William Blake's dialogic poetics: "Inspired" discourse and the annihilation of authorial selfhood

John H Jones, Fordham University

Abstract

This dissertation examines Blake's attack on the monologic discourses of the Enlightenment--such as those founded on reason and Lockean psychology--and the development throughout his work of an alternative dialogic discourse based on what he calls "self-annihilation" and "inspiration." Figures imbrued with Enlightenment reason--such as Urizen in The (First) Book of Urizen and Satan in Milton--become "self-closed" when they withdraw from a community of discourse, present their own limited views as univocal truth, and coerce others into accepting these truths. Blake attempts to combat "self-closure" by annihilating the Urizenic authorial "Selfhood" and inviting others to participate in the creative process.

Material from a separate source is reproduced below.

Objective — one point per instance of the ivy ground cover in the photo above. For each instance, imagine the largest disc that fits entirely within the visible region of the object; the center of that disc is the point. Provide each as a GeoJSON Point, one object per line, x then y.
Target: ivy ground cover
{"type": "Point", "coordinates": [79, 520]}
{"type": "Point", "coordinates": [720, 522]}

Blake's search for a dialogic alternative to "self-closed" discourse begins early in his career and culminates in his concepts of "self-annihilation" and "inspired" discourse. The annihilation of "Selfhood" allows individual speakers to acknowledge the validity of differing viewpoints in both previous utterances and future responses. This acknowledgement leads to a radical interchange between the contraries of addresser and addressee that transcends the boundaries of finite "Selfhood" as it invests the speaker's discourse with "inspiration" from a variety of perspectives. To avoid "self-closure," Blake represents in each work an argument or battle between the forces of "self-closed" and "inspired" discourse, employing what Bakhtin calls "multi-voiced" genres--forms that set aside the central, authoritative voice of the author or narrator in favor of a multiplicity of voices that "collaborate" in the creation of the poem. In his early works, Blake uses a plurality of speakers in the lyrics that make up the Songs; and in the Marriage, he uses the Menippean satire, a medley of genres and perspectives, to question orthodox interpretations of Biblical history. In later works--such as Urizen, Milton, and Jerusalem--Blake increasingly relies on invocations to muses to annihilate authorial "Selfhood." By "externalizing" the source of the poem in a rhetorically produced dialogue, the speakers of these poems abdicate univocal authority over the creative process in order to situate their utterances within a community of discourse and invest the poems with the ideational balance inherent in dialogue.

Subject Area

British and Irish literature

Recommended Citation

Jones, John H, "William Blake's dialogic poetics: "Inspired" discourse and the annihilation of authorial selfhood" (1995). ETD Collection for Fordham University. AAI9530030.